Chinese national flags flutter near shipping containers at the Yangshan Port outside Shanghai, China. Photo taken on February 7, 2025.
Publication Type

China's mercantilist squeeze on developing countries

Shoumitro Chatterjee (Johns Hopkins University) and Arvind Subramanian (PIIE)
Working Paper 26-7
Photo Credit: REUTERS/Go Nakamura

Key Takeaways

  • The "China Squeeze" affects low- and middle-income countries through three major channels: intense competition in global export markets, rising Chinese import competition in their own domestic markets, and limited access to China’s own consumer market for low-skill-intensive exports from developing countries. 
  • The scale of the squeeze is historically unprecedented and may represent hundreds of billions of dollars in lost exports and forgone jobs in labor-intensive manufacturing in developing countries. 
  • Macro indicators on wages, productivity, and exchange rate policy suggest that distortions, especially an undervalued renminbi, may have played a role.
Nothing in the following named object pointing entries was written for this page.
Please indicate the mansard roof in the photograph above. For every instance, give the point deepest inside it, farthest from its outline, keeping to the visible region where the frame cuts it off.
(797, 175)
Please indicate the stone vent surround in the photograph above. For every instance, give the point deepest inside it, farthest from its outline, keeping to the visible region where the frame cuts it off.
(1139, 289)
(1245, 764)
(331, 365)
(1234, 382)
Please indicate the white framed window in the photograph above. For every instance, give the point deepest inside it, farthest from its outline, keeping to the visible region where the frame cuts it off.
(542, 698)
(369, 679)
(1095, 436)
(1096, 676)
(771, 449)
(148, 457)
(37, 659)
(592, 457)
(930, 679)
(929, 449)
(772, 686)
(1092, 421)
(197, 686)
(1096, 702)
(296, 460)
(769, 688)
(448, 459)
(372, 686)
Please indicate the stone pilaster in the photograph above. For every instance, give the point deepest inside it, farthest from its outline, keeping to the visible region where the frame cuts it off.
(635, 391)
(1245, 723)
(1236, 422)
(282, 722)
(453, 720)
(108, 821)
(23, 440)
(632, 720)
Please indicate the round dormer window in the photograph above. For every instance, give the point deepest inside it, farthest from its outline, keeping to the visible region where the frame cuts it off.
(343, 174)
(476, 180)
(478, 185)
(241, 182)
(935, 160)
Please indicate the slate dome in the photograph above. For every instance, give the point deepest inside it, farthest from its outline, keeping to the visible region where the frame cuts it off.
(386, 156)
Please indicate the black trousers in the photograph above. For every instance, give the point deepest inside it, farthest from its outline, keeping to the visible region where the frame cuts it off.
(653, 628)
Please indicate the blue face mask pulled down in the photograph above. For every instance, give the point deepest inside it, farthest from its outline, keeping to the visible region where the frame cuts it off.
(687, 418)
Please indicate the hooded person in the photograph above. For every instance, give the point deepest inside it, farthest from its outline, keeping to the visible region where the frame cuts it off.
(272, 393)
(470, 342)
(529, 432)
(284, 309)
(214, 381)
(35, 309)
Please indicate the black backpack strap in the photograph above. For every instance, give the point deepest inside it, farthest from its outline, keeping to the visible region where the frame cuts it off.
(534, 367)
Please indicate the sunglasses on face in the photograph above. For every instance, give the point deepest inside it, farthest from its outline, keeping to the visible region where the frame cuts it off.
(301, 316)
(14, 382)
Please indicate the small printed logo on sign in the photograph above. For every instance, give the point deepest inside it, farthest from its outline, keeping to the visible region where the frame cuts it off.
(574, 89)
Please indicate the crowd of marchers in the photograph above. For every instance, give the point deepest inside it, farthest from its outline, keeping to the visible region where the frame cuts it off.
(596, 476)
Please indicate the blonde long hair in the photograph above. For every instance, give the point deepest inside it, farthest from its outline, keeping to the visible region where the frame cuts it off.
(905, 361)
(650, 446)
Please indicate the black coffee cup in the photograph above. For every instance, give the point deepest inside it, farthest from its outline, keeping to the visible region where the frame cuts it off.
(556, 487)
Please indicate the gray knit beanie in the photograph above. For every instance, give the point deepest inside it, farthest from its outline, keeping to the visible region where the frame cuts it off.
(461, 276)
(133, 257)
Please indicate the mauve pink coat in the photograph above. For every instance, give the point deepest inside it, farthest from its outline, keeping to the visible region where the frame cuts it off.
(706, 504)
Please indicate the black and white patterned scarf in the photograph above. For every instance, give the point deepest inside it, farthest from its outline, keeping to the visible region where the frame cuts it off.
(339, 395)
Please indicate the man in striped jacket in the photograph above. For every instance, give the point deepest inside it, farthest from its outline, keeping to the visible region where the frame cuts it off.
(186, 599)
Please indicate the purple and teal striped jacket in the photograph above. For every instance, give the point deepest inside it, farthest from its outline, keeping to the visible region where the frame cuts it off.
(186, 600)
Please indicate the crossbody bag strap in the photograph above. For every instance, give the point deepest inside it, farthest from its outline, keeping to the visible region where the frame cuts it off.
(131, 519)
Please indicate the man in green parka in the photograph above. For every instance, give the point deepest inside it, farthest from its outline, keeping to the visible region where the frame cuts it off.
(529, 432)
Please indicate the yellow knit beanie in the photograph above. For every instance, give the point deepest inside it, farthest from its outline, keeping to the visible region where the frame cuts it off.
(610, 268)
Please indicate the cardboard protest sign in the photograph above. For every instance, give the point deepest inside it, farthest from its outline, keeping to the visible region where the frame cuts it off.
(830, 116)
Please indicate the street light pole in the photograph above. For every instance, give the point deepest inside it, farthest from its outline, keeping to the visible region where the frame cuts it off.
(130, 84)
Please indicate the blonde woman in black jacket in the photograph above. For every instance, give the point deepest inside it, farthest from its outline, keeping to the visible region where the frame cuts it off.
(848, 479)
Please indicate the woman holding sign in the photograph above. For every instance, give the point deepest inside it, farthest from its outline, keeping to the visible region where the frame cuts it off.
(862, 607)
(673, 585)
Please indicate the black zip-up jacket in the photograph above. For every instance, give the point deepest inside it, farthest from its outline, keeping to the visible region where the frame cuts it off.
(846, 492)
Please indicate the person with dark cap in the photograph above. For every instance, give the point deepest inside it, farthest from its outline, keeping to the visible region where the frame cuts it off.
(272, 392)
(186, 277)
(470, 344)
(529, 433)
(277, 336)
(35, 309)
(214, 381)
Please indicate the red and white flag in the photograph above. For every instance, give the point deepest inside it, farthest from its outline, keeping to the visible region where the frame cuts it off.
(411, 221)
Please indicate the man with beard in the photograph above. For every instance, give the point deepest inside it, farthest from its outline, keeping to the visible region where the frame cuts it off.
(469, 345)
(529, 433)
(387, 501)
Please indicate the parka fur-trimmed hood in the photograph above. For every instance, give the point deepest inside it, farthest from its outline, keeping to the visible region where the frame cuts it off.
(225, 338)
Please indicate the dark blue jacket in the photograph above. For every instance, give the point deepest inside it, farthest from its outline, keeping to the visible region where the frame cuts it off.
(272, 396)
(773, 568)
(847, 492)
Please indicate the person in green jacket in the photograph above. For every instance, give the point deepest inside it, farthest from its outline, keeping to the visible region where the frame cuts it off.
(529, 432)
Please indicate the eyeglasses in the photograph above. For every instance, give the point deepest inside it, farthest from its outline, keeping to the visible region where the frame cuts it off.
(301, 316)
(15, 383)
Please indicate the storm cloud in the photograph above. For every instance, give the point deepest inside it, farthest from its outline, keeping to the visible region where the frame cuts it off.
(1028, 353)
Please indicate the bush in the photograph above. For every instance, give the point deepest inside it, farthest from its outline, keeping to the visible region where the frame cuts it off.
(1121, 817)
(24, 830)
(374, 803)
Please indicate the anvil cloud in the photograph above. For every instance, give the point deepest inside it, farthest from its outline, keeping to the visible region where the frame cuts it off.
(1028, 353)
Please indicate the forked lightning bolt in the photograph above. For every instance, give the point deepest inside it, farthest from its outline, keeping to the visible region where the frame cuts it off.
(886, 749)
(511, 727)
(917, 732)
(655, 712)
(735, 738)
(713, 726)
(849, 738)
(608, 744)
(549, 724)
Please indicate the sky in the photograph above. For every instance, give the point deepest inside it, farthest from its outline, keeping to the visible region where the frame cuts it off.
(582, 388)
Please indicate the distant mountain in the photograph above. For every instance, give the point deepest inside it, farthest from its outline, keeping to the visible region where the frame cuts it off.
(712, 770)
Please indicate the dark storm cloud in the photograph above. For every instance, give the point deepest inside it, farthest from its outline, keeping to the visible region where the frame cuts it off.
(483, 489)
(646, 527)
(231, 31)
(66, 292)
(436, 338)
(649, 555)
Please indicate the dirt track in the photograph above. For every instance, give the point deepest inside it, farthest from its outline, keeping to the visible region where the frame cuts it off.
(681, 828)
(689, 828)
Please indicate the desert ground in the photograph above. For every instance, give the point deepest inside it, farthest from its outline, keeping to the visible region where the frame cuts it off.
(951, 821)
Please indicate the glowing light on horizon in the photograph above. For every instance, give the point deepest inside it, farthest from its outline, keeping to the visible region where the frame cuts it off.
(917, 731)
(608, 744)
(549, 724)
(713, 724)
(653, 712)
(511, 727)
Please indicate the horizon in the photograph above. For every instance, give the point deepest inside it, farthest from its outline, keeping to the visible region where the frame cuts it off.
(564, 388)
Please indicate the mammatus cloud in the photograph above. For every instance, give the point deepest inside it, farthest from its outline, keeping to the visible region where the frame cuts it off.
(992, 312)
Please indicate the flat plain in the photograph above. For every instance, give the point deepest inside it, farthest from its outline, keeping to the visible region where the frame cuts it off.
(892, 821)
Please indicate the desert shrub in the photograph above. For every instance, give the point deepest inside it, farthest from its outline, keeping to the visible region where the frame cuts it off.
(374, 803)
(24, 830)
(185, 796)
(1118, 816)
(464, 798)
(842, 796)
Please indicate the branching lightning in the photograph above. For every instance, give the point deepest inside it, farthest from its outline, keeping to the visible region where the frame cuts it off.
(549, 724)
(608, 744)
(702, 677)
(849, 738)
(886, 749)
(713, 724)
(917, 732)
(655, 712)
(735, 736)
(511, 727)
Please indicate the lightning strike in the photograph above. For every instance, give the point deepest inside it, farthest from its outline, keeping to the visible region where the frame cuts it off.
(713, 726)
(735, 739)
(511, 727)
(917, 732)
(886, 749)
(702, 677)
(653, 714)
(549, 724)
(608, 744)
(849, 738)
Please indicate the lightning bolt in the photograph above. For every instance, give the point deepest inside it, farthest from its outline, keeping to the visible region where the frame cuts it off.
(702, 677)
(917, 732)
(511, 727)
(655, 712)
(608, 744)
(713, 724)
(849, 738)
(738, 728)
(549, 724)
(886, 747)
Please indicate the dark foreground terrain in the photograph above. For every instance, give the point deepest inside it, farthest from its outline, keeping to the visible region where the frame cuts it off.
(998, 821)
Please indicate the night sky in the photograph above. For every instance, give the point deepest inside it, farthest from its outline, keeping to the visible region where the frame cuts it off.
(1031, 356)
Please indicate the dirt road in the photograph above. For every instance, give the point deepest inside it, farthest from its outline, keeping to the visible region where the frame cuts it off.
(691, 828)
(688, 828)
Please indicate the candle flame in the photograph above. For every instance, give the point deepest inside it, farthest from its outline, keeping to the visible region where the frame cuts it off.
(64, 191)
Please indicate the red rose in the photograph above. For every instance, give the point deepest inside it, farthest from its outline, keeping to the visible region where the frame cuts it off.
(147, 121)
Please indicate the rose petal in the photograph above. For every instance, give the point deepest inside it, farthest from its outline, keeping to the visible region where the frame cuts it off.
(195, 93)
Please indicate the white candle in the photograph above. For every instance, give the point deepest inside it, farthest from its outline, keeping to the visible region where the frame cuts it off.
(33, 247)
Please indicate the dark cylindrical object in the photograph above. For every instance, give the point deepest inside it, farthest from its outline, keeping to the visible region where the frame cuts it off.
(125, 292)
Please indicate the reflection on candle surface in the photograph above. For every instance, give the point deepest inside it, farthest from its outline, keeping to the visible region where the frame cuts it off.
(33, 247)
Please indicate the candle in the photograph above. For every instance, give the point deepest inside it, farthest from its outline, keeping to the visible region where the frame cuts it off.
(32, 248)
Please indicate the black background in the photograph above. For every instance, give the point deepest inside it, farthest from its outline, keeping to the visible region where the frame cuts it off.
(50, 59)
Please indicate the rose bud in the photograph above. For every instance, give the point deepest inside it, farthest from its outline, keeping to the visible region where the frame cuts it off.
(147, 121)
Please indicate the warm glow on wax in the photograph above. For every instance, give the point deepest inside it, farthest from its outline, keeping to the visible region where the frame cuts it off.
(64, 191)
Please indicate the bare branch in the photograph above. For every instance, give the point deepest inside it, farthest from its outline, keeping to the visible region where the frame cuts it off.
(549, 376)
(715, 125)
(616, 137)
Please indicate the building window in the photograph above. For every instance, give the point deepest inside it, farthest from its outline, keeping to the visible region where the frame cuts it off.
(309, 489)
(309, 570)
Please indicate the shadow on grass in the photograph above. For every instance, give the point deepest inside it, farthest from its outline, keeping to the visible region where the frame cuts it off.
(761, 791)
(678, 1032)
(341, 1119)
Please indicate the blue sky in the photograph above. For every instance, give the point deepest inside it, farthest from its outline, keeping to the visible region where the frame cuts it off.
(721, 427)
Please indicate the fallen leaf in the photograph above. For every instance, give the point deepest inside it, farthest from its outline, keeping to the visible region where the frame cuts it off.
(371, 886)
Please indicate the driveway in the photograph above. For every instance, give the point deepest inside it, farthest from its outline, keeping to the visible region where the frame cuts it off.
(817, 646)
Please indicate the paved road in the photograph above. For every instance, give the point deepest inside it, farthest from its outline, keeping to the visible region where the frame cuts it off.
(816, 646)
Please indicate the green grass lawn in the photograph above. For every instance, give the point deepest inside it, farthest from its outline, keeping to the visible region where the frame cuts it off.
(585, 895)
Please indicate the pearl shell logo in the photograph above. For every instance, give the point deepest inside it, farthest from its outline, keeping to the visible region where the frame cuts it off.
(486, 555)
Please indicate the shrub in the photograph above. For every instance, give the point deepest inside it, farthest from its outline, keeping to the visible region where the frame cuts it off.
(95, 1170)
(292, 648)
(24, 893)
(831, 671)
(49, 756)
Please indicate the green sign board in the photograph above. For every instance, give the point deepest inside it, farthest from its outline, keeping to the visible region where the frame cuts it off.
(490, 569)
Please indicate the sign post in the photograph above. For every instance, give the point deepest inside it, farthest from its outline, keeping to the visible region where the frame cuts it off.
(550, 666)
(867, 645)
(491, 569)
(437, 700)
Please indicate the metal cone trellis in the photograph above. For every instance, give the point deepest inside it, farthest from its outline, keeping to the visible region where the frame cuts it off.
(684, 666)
Regardless of the cause, China’s dominance may be closing off the traditional manufacturing-led development path for low- and middle-income countries.
Body

Concern over China’s trade surplus is again resurging in the United States and Europe, but less attention has been paid to what China’s surplus means for low- and middle-income countries. Despite becoming a richer and higher-tech economy, China continues to occupy a large share of global low-skill-intensive export markets such as apparel and footwear, precisely where low- and middle-income countries compete most directly. The authors document what they call a "China Squeeze," which is limiting the industrialization opportunities traditionally used by these countries to grow their economies and create jobs.